Ese mismo martes, en la audiencia en Paloquemao, el padre de Diana Bastidas (una de las dos víctimas mortales), en medio del llanto le gritó “asesino” cuando el joven entró a la sala. De inmediato, una chica de unos 20 años le reviró furiosa: “Fue un accidente, él no tuvo la culpa”. Quizás no sabía que su amigo iba a 140 kilómetros y en grado 3 de alcoholemia, o sí lo sabía pero estos nuevos jóvenes tienen ese derecho a “no tener la culpa”.
El 25 de febrero de 2014, otra jueza lo condenó a cinco años de casa por cárcel por la muerte de Ana y de Diana, y las familias de estas sintieron que la pena era muy baja, pero aún faltaba sumarle la posible condena por las lesiones personales contra Cangrejo, quien quedó en silla de ruedas, y esta fue la que se produjo el miércoles de la semana pasada: nueve meses. No más.
Casos como el de Fabio inducen a pensar entonces que algo falló (o mucho) en el experimento de exceso de garantías a los niños a partir de la última década del siglo pasado. Que quizá no fue tan bueno aprobar aquello de que nadie perdiera el año escolar; que tal vez no esté bien eso de solucionarles cada problema y evitarles las dificultades, ni relajar las demandas en sus procesos de aprendizaje para culpar a los maestros si las calificaciones están pintando de rojo o si se portan muy exigentes con los pobres niños. O ese cambio de paradigma de que los alumnos son antes que nada “clientes”. O llenar el vacío de diálogo y de presencia paterna con tecnologías, con regalos, aun sin que estos sean pedidos.
Si todo viene resuelto desde arriba va a ser muy difícil incorporar la noción del esfuerzo, además de que se van a reducir las destrezas propias para la resolución de problemas; si no hay que esperar para recibir un reconocimiento o un obsequio, se pierde el placer de desear y la milenaria virtud de aguardar.

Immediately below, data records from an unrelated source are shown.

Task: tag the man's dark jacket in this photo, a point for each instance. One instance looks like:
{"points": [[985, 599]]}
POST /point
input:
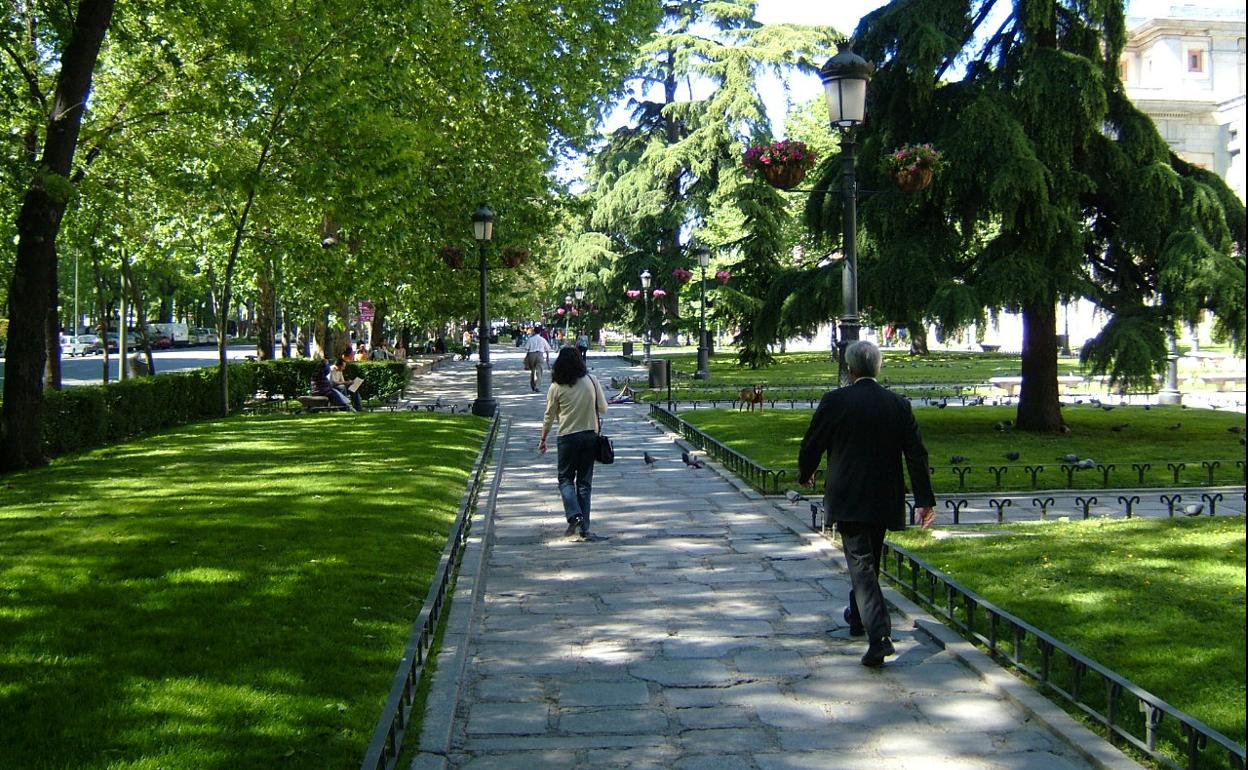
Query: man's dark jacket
{"points": [[865, 432]]}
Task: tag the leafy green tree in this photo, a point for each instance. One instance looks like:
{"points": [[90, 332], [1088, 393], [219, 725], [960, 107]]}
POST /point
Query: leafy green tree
{"points": [[1055, 186], [675, 169]]}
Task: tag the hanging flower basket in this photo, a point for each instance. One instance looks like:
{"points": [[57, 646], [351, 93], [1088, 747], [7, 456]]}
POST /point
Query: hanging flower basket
{"points": [[784, 177], [912, 166], [783, 164], [453, 256], [914, 180], [514, 256]]}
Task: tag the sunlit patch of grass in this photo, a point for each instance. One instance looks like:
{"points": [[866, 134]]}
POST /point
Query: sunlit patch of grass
{"points": [[210, 597], [1158, 600]]}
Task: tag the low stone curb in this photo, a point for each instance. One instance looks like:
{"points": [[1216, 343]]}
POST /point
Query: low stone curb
{"points": [[466, 600]]}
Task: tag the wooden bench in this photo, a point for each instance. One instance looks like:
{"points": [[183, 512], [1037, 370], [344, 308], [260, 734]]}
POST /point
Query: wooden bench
{"points": [[1223, 382], [315, 403], [1011, 385]]}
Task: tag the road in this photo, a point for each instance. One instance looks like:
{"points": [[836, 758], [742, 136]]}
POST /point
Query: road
{"points": [[86, 370]]}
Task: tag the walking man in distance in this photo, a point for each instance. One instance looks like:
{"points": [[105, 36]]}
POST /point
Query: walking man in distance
{"points": [[865, 431]]}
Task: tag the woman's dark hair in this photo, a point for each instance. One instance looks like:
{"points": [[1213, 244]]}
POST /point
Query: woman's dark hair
{"points": [[568, 367]]}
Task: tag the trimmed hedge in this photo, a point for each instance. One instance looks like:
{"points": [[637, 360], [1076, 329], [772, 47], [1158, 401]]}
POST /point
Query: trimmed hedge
{"points": [[95, 416]]}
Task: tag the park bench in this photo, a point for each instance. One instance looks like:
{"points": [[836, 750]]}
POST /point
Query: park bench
{"points": [[1222, 381], [1011, 385], [315, 403]]}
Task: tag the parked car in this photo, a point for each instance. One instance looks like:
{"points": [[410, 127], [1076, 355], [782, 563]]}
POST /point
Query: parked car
{"points": [[204, 336], [81, 345], [131, 341]]}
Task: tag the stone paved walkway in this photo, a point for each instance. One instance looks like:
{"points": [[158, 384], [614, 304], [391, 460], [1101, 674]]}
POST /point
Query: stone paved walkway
{"points": [[704, 633]]}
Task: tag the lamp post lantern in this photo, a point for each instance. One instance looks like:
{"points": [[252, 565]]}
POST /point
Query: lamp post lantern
{"points": [[483, 231], [703, 348], [845, 76], [645, 335]]}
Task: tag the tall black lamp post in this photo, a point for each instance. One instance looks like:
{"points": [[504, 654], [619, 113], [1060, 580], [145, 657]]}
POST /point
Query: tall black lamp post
{"points": [[645, 295], [703, 348], [845, 76], [579, 293], [483, 230]]}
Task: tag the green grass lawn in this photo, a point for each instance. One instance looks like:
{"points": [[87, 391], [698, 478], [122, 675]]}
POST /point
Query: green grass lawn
{"points": [[1161, 602], [230, 594], [773, 437]]}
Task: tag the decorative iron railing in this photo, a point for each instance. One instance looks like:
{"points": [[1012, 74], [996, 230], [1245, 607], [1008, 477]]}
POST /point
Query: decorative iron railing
{"points": [[1128, 713], [761, 478], [387, 743]]}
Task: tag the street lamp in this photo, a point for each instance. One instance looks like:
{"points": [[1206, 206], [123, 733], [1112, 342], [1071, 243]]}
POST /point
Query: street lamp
{"points": [[703, 255], [579, 293], [483, 231], [645, 336], [845, 76]]}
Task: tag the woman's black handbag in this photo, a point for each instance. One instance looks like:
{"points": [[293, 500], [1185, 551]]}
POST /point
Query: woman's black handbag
{"points": [[605, 453]]}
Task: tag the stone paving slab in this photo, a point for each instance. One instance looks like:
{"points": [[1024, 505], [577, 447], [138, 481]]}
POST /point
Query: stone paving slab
{"points": [[704, 633]]}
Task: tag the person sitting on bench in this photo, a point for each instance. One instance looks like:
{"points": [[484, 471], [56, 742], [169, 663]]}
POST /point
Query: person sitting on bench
{"points": [[322, 386], [338, 380]]}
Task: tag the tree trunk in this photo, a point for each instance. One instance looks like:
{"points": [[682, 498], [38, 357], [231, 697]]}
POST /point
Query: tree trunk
{"points": [[53, 331], [1038, 407], [39, 221], [266, 321]]}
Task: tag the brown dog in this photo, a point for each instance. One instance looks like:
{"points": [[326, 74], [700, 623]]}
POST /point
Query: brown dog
{"points": [[750, 397]]}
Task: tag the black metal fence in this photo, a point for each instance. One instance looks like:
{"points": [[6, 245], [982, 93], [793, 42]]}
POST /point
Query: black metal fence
{"points": [[1128, 713], [764, 479], [383, 749]]}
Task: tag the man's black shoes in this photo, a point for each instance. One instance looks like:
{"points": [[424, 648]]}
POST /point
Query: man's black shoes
{"points": [[855, 628], [876, 652]]}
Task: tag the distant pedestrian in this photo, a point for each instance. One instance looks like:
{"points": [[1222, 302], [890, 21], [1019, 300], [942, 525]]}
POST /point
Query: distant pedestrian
{"points": [[537, 353], [575, 401], [866, 431]]}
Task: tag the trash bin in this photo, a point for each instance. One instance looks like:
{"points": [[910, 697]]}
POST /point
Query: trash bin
{"points": [[659, 372]]}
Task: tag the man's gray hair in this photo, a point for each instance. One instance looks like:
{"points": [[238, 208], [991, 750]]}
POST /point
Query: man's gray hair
{"points": [[862, 358]]}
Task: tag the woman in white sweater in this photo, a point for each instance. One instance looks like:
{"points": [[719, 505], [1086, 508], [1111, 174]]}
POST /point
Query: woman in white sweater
{"points": [[574, 401]]}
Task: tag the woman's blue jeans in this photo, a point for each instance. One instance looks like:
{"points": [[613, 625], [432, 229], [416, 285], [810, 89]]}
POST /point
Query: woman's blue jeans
{"points": [[577, 452]]}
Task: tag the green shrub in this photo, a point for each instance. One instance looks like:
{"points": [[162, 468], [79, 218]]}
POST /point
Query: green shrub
{"points": [[92, 416]]}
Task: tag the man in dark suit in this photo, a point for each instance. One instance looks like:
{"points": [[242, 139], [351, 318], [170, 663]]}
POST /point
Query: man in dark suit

Si soy un sujeto infinito de derechos, se hacen más confusos los ya muy problemáticos bordes entre el fin de los míos y el comienzo de los del resto…
El mensaje a toda una generación con estos nueve meses de casa por cárcel a Fabio y los cinco de la sentencia anterior es devastador para la sociedad futura: “sí, matar o dejar lisiados a otros es tenaz, pero no es tan grave”. Me equivoqué pero tengo derecho a equivocarme”. “No voy a perder el año por eso”.